…but I think they fall into four broad categories:
The majority simply stop showing up, without explanation or warning. I’ve sometimes sent an e-mail when it’s an author or regular commenter who has vanished without any indication of dissatisfaction or discomfort. Sometimes, it just turns out that busyness of one kind or another has taken over, sometimes only temporarily. Sometimes, for whatever unstated reason, the person who has lost the habit just never picks it up again.
Others are polite enough to state clear reasons, either in an e-mail or within the blog, in a way that gives others a chance to address misunderstandings or at least to say good-bye, good luck, no hard feelings…
A few force their own banning by disruptive behavior. We’ve had one or two of them.
A few, however, feel the need to “storm out,” typically while making some charge or claim, taking some Parthian shot, whose answer they are unwilling to consider, or to be known to have absorbed. Their exits usually come at the end of discussions in which they have been presented with facts or arguments that they, for whatever reason, would prefer not to confront. The phony pretext erases and replaces the actual cause of discomfort, the unfair rebuke exposing us in a moment to the kind of insensitivity or even hostility that the one who rebukes must feel we – and especially whichever one of us he happens to single out (not always me) – have shown to him over extended periods.

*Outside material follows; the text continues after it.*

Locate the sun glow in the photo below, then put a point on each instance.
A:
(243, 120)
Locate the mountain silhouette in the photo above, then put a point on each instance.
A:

I imagine miguel or Sully or Howard or JEM or Peter or Zoltan returning, perhaps briefly or against their will, to see the reaction, if any, or telling himself (none of the women has checked out in this way, hurling accusations) that if we really valued his contribution we would chase after him, like the beloved in the imagination of the unrequited lover after the ultimatum. I think we’ve probably all been there in one way or another, both in the real world and the virtual one, but they obviously have no interest in whatever sympathy we might have offered them, just as their behavior tends to justify our failure to offer more of it – or to pursue them.
Cuz at some level they’re right. We’re not in love, and that part about being friends was mostly just “being nice.”
If you’d gone to the concert everything would have been okay. Of course, you’re correct response to that–if I hadn’t continued here–would have been that things are okay anyway. And they are. But, in my opinion, you and miggs were friends–albeit combative ones. I think you put a lot of effort into the relationship and it was a worthy effort. There was a chance for it to work. The chance was small but that made the effort heroic, and now, again in my opinion, it would be better to acknowledge yourself for trying to help someone who is horribly misguided and yet very unique. I’m not sure that can be done well without recognizing the truth about you two being friends. Pardon the pop psychology.